This common law privilege has been recognized as supporting, in certain circumstances, a withholding of access under the “balancing test” (see question above). Its rationale is the same as that underlying the draft exemption, namely the need of government officials and their advisors to discuss policy options freely and frankly in the course of developing a decision, without fear of political recrimination upon disclosure. But unlike the draft exemption with its limited application, the privilege invoked under the balancing test applies to documents that are not preliminary drafts or memos but that otherwise would impede or chill candid pre-decisional deliberation. Cases applying the privilege in a balancing test to deny disclosure have concluded that:
• The chill on the candor and effectiveness of the governor’s consultations with visitors resulting from wholesale disclosure of his appointment calendars, and the risk to his security posed by wholesale disclosure of his travel itineraries, outweigh the arguable public interest in understanding patterns of access to and influences affecting state’s chief executive. Times Mirror Co. v. Superior Court (State of California, 53 Cal.3d 1325 (1991).
• With respect to a request filed while an appointment decision is pending, avoiding interference with the governor’s prerogative to make appointments to fill vacancies on boards of supervisors that would result from disclosing information submitted by applicants for appointment outweighs the voters’ interest in knowing who is applying for the normally elective position and what qualifications they are citing in their favor. California First Amendment Coalition v. Superior Court, 67 Cal.App.4th 159 (3d Dist. 1998).
• With respect to a request for such records filed five months after the governor made the appointive decision, the same factors outweigh the voters’ interest in an appointment to the board of a county emerging from bankruptcy. Wilson v. Superior Court, 51 Cal.App.4th 1136 (2d Dist. 1997).
• Disclosing the telephone numbers of persons with whom a city council member has spoken over a year’s time equates to revealing the substance or direction of the member’s judgment and mental process, and the inhibiting intrusion posed by such disclosures outweighs the public interest in learning which private citizens are influencing the member’s decisions. This holds especially where no misuse of public funds or other improprieties are alleged. Rogers v. Superior Court (City of Burbank), 19 Cal. App. 4th 469 (2d Dist. 1993).

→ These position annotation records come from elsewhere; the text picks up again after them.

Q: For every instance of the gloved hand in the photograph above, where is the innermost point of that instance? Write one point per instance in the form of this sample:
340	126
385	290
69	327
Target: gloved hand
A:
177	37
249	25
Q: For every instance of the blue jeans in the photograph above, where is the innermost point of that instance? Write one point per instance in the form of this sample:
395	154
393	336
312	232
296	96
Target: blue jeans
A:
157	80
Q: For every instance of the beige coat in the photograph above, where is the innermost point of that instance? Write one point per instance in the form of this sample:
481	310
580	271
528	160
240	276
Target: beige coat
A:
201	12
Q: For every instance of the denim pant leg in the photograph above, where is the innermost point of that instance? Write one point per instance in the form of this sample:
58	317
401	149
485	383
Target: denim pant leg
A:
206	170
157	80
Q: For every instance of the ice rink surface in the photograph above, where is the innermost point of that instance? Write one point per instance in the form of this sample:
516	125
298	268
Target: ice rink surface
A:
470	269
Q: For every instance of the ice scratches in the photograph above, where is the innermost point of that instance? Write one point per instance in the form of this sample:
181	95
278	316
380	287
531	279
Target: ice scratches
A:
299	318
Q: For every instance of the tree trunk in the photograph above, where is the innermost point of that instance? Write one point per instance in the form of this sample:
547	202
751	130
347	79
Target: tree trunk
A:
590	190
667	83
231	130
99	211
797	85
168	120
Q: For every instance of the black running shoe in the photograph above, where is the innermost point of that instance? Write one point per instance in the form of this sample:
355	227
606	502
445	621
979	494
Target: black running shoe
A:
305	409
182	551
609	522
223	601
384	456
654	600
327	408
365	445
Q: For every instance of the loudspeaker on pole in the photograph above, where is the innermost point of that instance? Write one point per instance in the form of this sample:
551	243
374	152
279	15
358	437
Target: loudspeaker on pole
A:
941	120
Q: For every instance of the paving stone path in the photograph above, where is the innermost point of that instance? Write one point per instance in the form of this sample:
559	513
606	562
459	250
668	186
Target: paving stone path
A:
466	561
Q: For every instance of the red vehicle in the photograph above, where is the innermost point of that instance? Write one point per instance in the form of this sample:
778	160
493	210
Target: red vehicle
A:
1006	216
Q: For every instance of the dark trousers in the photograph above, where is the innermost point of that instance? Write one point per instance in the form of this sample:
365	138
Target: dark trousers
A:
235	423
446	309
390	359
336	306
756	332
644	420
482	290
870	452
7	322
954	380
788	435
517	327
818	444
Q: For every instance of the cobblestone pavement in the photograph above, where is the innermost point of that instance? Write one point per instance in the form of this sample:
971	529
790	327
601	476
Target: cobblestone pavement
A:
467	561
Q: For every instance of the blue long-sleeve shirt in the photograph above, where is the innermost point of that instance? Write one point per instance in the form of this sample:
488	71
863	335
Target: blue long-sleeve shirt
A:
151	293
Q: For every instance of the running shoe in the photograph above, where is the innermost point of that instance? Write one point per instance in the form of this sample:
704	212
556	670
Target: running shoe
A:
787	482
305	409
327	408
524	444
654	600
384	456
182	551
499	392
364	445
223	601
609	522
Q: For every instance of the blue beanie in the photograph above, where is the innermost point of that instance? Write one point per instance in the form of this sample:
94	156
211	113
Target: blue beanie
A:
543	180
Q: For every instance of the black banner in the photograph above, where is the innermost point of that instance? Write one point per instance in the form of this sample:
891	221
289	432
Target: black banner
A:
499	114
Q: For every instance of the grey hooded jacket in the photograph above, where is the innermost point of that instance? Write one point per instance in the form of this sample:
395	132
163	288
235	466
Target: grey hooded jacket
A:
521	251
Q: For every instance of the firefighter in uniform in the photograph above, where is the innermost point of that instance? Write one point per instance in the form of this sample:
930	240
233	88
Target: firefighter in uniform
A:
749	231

The deliberative process privilege as a basis for withholding records may have been substantially weakened by Proposition 59 of 2004, whose ballot argument included the following:
What will Proposition 59 do? It will create a new civil right: a constitutional right to know what the government is doing, why it is doing it, and how. It will ensure that public agencies, officials, and courts broadly apply laws that promote public knowledge. It will compel them to narrowly apply laws that limit openness in government—including discretionary privileges and exemptions that are routinely invoked even when there is no need for secrecy. It will create a high hurdle for restrictions on your right to information, requiring a clear demonstration of the need for any new limitation. It will permit the courts to limit or eliminate laws that don’t clear that hurdle. It will allow the public to see and understand the deliberative process through which decisions are made.